Tutorial
Bayesian Models of Human Learning and Inference
Josh Tenenbaum
Regency E
Bayesian methods have revolutionized major areas of artificial intelligence, machine learning, natural language processing and computer vision. Recently Bayesian approaches have also begun to take hold in cognitive science, as a principled framework for explaining how humans might learn, reason, perceive and communicate about their world. This tutorial will sketch some of the challenges and prospects for Bayesian models in cognitive science, and also draw some lessons for bringing probabilistic approaches to artificial intelligence closer to human-level abilities.

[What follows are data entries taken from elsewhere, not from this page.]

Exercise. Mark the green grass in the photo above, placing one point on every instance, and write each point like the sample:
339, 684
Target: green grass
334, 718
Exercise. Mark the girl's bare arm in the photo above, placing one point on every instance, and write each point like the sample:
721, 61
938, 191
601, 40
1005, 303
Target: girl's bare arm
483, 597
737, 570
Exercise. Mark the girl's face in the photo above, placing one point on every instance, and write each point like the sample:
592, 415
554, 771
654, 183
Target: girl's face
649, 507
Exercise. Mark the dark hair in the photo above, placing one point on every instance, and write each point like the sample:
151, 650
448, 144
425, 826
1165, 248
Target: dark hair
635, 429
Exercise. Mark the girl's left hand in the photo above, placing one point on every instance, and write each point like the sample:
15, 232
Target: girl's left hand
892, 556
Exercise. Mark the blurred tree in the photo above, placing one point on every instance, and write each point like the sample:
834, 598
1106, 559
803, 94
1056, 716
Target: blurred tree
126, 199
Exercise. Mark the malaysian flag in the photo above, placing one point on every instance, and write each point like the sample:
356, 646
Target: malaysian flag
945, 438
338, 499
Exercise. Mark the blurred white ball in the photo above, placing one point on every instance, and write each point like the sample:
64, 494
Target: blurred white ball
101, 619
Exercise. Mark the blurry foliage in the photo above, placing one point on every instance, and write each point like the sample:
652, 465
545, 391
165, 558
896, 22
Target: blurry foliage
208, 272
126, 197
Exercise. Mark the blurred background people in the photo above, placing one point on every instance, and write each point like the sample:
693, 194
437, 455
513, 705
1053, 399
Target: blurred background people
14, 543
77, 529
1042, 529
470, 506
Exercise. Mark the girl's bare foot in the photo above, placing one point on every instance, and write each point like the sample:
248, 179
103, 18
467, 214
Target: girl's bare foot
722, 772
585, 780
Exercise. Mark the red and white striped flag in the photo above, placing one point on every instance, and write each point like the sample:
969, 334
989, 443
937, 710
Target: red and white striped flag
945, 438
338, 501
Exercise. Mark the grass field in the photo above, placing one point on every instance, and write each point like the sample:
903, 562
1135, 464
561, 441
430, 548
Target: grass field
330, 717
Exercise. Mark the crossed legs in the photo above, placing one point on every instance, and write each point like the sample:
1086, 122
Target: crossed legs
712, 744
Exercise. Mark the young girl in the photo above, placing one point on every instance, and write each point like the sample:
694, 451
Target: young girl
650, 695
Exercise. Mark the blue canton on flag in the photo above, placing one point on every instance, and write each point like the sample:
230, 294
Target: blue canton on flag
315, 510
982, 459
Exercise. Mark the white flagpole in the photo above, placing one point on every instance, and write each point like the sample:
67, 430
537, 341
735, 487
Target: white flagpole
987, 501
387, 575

The focus will be on learning and reasoning tasks where people routinely make successful generalizations from very sparse evidence. These tasks include word learning and semantic interpretation, inference about unobserved properties of objects and relations between objects, reasoning about the goals of other agents, and causal learning and inference. These inferences can be modeled as Bayesian computations operating over constrained representations of world structure – what cognitive scientists have called “intuitive theories” or “schemas”. For each task, we will consider how the appropriate knowledge representations are structured, how these representations guide Bayesian learning and reasoning, and how these representations could themselves be learned via Bayesian methods. Models will be evaluated both in terms of how well they capture quantitative or qualitative patterns of human behavior, and their ability to solve analogous real-world problems of learning and inference. The models we discuss will draw on – and hopefully, offer new insights for – several directions in contemporary machine learning, including semi-supervised learning, modeling relational data, structure learning in graphical models, hierarchical Bayesian modeling, and Bayesian nonparametrics.